Una cara amica scrivendomi esprime molto bene un disagio di molti credenti quando, con tutta la buona volontà, si avvicinano alla comprensione di certi significati della Scrittura biblica, ma rimangono perplessi e si dicono:  “c’è qualcosa che non torna…”   Cos'è che "non ci torna"? E' interessante anche l'uso appropriato della parola "tornare": la nostra lingua italiana è molto bella: che qualcosa debba “tornare” presuppone che qualcos’altro sia già “partito”. Forse  ciò che deve ritornare è la risposta alla nostra ricerca, alla nostra domanda più o meno espressa. Si tratta dunque della nostra aspettativa. E’ importante analizzare questa spinta e questa aspettativa che abbiamo per vedere se davvero è “in linea” con la Bibbia oppure no.

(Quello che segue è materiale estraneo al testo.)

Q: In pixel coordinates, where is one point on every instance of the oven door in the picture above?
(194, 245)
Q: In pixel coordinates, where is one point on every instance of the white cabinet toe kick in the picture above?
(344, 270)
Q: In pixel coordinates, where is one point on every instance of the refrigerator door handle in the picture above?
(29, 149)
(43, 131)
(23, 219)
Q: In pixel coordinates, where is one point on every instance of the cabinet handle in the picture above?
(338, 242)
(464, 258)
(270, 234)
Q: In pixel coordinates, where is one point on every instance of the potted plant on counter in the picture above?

Come si fa?

Proviamo a rifletterci: La Bibbia stessa ha un intento, essa stessa è un “messaggio”, un “seme di verità” che poi tornerà a Dio, Il Quale ci dice: “così sarà la mia parola, uscita dalla mia bocca: essa non ritornerà a me a vuoto, senza avere compiuto ciò che desidero e realizzato pienamente ciò per cui l'ho mandata.” (Isaia 55:11). C’è allora un’azione primaria ed una aspettativa anche da parte di Dio.

Abbiamo dunque due aspettative, quella di Dio verso l’uomo e quella dell’uomo verso la Bibbia. Per poter “funzionare” queste aspettative devono incontrarsi in armonia, essere sullo stesso binario.

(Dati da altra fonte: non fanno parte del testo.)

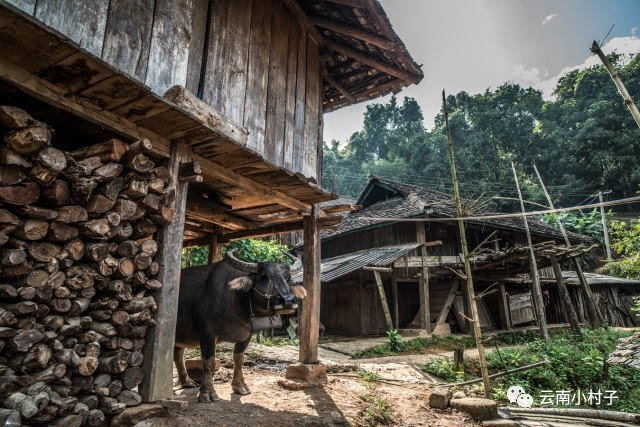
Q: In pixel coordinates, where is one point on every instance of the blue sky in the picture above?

Se l’uomo è consapevole di rivolgersi a Dio (non parlo solo di una consapevolezza razionale, ma di una attestazione più profonda della ns coscienza), allora farà presto ad essere in linea e si sforzerà di trovare subito la sintonia, l’intonazione giusta. Più che altro egli rivolgerà la sua aspettativa verso Dio, non verso la Bibbia in se stessa, che resterà solo un tramite grezzo e limitato su cui poggia la Sapienza divina e le aperture dello Spirito santo. Se invece l’uomo si avvicina alla Bibbia come un normale testo religioso, seppure visto con grande rispetto, allora la risposta potrà essere diversa da come se l’aspettava. Qualcosa appunto “non gli tornerà”.

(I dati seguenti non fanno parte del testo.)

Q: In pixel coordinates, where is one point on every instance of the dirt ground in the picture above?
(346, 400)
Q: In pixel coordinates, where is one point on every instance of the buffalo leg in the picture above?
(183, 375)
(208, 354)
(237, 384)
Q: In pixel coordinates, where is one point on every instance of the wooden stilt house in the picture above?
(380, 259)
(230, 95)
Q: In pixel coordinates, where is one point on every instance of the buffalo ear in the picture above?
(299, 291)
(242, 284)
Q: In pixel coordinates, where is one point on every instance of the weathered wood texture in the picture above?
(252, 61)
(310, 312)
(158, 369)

Non confondiamo la Bibbia con la Treccani. E’ vero che Dio conosce ogni cosa, ma ha ispirato la scrittura dei libri della Bibbia (VT e NT) per un motivo preciso, espresso attraverso la mentalità di un popolo particolare. La Bibbia attraversa fatti storici, filosofici, psicologici; parla di animali, agricoltura, architettura, astronomia… insomma avvolge quasi tutto della nostra vita terrena, ma non è consultabile come una enciclopedia o un manuale. Esempio: In Matteo 4:18 Gesù passeggiava per il “Mare di Galilea” quando incontrò e chiamò i primi discepoli. Lo scritto va letto e compreso cercando di afferrare il senso che voleva esprimere, non solo nel modo letterale di ciò che dice. In questo caso interessava all’evangelista il fatto che Gesù chiamasse i primi discepoli. Che poi il “mare della Galilea” fosse in realtà il lago d’acqua dolce di Gennazaret alimentato dal Giordano, per l’evangelista non è rilevante; ha usato il linguaggio comune del tempo che chiamava così quel tratto di lago. Ora se io lettore della Bibbia, mi accosto per capire la chiamata dei primi discepoli va bene; ma se mi accosto per una indagine geografica, allora è tutto un altro discorso e devo tener conto di molteplici altri fattori. Forse in questo secondo caso sarebbe meglio aprire un atlante.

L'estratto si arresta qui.